3月11日に東日本を襲った巨大地震は、ご存じのように想像を絶する甚大な被害をもたらしました。東京都内に住み、直接的な被害に遭わなかった私は、報道で知る被災地での惨状に心痛し、悲しい被害がこれ以上広がらないことをただ祈るばかりです。被災された皆様、ご家族やご友人など大切な方を亡くされた皆様に、心よりお見舞いとお悔やみを申し上げます。そして、被災地や福島原発事故の現場で、連日連夜の復旧作業にあたっておられる方々に深く感謝を申し上げます。
今もなお余震が続くなか、交通機関のストップ/遅延や計画停電の実施に伴って、今回、在宅勤務を初めて経験する方はかなりの数に上ると思います。テレワークと呼ばれる、ITを駆使しての遠隔業務は、これまで主としてオフィスワーカーの生産性向上やワーク・ライフ・バランスの観点からの推進が叫ばれてきましたが、今回のような緊急事態において真価を発揮するものでもあることは言うまでもありません。

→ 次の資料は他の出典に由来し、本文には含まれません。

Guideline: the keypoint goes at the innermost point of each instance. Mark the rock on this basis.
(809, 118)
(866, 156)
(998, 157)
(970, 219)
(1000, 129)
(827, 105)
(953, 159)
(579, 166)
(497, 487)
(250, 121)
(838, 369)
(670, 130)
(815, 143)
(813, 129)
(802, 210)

総務省発行の年次リポート「通信利用動向調査」(2009年調査版)によれば、国内企業のテレワーク導入率は、2007年調査の10.8%から2009年調査では19.0%と、2年間で約2倍になりましたが、それでも全体の2割に達していません。導入目的で見ると、半数強の51.5%が「勤務者の移動時間の短縮」を挙げ、「定型的業務の効率性(生産性)の向上」(41.8%)がそれに続きます。そして、「非常時(地震、新型インフルエンザ等)の事業継続に備えて」という目的を挙げた企業は39.6%で、2007年調査の19.2%から大幅に伸びています。今回の大災害が反映される2011年調査(2012年4月頃公表)では、おそらくこれが導入目的のトップになっているでしょう。
通勤/移動時間の削減など時間の有効活用、業務生産性の向上、オフィス・コストの削減、地域を越えた有能な人材の確保など、テレワークの推進にあたっては以前よりさまざまなメリットが謳われてきましたが、今回のような緊急事態に伴う不可避のニーズほど導入を強く推し進める要因は存在しないはずで、今後、多くの企業において、有事に備えてのクライアントPC/モバイル・デバイスのセキュリティの徹底や、VPNなどリモート接続インフラの整備が進んでいくものと予想されます。